The Bouncing Bulldogs are an internationally renowned jump rope team based in Chapel Hill-Durham. They were invited to perform as a part of the school of public health’s celebration of National Public Health Week.
The group was given a plaque for being “Champions of Public Health.”
Jessica Southwell, a research associate at the N.C. Institute for Public Health, helped organize the event, which was attended by more than 100 students, professors and community members.
“We were trying to think of creative ways to get people involved with public health, and physical activity is a great way to do that,” she said of the decision to bring the Bulldogs to campus.
Coach Ray Fredrick Jr. has run the Bouncing Bulldogs for 28 years with a keen focus on the success and growth of his athletes, as well as spreading a message about the importance of exercise in a healthy lifestyle.
“If you jump rope three days a week for 10 minutes, you will stay in shape all year round,” Fredrick said.
Six young women represented the Bouncing Bulldogs at the event Wednesday, but the full team is made up of 140 young people from 25 schools and 19 countries.
“For the last three years, we’ve been out to Oklahoma City, and we’ve been working with Native Americans, who have a very high rate of Type 2 diabetes,” Fredrick said.

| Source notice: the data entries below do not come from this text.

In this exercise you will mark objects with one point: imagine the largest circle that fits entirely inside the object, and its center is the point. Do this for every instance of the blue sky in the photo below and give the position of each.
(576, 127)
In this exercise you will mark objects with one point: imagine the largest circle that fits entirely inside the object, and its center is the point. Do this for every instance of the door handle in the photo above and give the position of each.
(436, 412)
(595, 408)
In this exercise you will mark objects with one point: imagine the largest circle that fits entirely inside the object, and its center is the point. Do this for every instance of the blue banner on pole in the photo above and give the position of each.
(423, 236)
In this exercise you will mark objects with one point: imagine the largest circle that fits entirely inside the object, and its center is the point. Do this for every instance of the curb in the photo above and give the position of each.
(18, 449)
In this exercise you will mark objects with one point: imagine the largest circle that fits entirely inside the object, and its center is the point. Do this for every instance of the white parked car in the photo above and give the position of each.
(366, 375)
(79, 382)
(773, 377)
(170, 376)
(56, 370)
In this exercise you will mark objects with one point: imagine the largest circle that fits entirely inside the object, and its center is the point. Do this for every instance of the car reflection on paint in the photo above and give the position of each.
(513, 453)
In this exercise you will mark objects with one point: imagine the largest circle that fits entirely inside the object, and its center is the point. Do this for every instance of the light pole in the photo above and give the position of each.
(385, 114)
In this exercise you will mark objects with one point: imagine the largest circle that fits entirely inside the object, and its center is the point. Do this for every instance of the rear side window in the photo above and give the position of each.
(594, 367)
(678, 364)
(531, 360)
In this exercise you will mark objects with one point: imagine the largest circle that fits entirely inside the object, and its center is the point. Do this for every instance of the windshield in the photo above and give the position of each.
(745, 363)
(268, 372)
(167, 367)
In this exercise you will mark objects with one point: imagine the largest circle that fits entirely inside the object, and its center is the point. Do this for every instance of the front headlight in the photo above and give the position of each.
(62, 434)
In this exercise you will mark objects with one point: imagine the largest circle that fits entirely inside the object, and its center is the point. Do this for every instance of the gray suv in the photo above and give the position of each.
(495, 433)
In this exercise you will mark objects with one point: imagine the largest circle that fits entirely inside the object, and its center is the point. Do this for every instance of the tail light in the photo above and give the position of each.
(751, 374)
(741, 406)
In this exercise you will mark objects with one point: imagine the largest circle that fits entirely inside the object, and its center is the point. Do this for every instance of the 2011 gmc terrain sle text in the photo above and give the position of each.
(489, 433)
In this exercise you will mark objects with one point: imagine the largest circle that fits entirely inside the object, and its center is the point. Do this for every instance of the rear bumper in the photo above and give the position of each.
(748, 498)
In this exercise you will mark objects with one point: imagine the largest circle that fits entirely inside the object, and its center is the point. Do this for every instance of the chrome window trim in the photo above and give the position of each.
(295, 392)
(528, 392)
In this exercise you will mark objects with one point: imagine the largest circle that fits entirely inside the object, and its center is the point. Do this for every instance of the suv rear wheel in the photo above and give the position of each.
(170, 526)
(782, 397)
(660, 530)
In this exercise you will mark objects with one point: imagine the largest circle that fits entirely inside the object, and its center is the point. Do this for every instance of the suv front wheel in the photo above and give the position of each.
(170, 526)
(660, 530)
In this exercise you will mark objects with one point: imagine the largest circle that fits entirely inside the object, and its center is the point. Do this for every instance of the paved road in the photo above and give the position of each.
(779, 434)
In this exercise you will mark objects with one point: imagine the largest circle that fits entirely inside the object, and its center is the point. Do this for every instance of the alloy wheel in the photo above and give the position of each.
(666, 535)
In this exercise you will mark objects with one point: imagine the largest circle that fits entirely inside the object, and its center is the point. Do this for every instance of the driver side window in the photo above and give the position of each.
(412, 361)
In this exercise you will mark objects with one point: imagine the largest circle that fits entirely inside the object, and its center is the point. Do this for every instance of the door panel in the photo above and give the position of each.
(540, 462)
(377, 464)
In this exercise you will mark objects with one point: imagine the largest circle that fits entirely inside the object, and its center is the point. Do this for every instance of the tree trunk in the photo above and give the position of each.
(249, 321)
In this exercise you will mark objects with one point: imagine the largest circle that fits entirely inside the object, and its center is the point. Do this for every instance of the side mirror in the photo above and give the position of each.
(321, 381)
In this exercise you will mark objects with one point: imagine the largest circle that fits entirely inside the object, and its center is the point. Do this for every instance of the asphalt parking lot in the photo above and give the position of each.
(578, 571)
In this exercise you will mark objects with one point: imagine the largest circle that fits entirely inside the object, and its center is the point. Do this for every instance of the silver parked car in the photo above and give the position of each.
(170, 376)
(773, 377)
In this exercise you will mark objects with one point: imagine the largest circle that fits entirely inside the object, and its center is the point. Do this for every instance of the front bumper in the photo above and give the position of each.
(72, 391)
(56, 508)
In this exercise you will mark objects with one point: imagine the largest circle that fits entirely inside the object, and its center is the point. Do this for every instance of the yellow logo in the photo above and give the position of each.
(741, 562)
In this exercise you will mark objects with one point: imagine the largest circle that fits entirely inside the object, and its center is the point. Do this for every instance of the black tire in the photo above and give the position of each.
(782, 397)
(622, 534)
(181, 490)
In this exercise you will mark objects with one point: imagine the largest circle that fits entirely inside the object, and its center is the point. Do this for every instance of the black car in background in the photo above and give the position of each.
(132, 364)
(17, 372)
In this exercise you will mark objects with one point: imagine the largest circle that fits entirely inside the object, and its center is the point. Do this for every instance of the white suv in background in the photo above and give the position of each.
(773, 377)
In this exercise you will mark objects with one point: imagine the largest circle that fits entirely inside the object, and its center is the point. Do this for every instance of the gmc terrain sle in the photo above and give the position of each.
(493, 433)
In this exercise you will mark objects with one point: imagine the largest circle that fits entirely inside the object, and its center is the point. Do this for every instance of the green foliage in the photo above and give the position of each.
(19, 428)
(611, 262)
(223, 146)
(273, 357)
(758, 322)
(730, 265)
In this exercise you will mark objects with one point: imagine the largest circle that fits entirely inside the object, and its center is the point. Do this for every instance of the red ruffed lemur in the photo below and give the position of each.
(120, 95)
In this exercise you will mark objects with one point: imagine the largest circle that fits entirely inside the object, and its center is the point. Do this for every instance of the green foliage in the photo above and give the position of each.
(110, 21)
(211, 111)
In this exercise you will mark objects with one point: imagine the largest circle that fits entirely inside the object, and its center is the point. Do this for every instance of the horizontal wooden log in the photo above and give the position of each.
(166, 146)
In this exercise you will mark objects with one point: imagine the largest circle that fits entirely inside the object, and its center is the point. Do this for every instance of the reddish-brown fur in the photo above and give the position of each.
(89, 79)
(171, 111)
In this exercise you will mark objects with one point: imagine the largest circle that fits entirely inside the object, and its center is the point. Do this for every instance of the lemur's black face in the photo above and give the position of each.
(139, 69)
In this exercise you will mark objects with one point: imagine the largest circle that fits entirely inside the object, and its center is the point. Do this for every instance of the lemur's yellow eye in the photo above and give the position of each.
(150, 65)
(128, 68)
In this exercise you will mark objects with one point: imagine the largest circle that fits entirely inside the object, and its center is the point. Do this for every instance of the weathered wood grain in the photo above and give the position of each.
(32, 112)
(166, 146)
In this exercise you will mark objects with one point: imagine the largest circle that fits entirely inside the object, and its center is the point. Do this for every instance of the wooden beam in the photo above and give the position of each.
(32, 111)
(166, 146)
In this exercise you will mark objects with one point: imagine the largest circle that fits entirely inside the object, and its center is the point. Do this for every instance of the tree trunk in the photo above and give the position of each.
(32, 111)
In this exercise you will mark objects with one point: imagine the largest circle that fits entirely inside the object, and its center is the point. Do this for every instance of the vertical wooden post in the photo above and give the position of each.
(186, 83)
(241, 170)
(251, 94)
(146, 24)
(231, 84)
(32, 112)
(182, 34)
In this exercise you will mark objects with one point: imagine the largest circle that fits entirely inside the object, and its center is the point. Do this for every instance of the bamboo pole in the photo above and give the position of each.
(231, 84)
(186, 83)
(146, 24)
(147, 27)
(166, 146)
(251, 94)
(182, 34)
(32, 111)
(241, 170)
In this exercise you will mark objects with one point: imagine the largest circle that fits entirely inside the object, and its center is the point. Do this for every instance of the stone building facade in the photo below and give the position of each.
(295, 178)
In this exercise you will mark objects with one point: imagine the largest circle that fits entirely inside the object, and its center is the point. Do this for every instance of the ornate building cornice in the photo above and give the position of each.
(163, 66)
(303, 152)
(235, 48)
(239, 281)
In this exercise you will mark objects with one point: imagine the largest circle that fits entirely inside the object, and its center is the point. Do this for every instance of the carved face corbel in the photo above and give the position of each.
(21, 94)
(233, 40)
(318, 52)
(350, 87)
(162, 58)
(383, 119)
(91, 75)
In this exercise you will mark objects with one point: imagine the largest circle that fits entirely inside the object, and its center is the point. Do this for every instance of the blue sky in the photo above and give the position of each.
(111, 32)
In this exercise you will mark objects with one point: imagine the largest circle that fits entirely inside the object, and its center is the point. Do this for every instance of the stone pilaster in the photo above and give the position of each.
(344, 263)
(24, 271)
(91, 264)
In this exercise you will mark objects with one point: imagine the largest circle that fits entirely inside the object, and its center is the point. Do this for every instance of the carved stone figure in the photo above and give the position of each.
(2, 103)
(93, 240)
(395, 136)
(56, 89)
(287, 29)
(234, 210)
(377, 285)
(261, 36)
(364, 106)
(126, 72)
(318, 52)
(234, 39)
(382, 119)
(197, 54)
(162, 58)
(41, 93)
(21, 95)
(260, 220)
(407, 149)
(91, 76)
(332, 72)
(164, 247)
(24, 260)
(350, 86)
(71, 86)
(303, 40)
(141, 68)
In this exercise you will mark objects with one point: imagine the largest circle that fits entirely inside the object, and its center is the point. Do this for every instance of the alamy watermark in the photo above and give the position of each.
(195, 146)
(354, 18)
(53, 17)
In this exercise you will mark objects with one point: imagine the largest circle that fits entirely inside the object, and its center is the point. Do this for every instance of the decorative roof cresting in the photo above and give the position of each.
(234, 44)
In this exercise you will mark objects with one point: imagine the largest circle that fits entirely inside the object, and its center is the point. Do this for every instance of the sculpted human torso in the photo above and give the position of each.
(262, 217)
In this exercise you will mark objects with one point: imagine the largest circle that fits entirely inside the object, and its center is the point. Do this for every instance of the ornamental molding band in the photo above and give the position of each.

“Our kids have been going out there for the last three years to teach and help implement a curriculum to help those Native American students challenge — we don’t like to say fight — obesity.”
Anna Reeb, 16, a member of the Bouncing Bulldogs, said she values demonstrating fitness with teammates she considers her family.
“I think they brought us here to help inspire the students at UNC to see what jump rope is all about and to see how other people in the community are working to enhance the health and fitness in our community so that they can reach out to different parts of the world,” Reeb said.
Sarah Bird, a junior studying environmental public health, passed by the event as she was leaving class and stayed to watch.
“What we try to learn here is how to implement health into your daily life, especially when you’re growing up, and (the Bulldogs) are a great model of that,” Bird said.
Southwell said the school of public health needs partners like the Bouncing Bulldogs to achieve its goal of improving health in the state and throughout the world.
“We don’t just jump rope,” Fredrick said. “It’s way more than just jump rope.”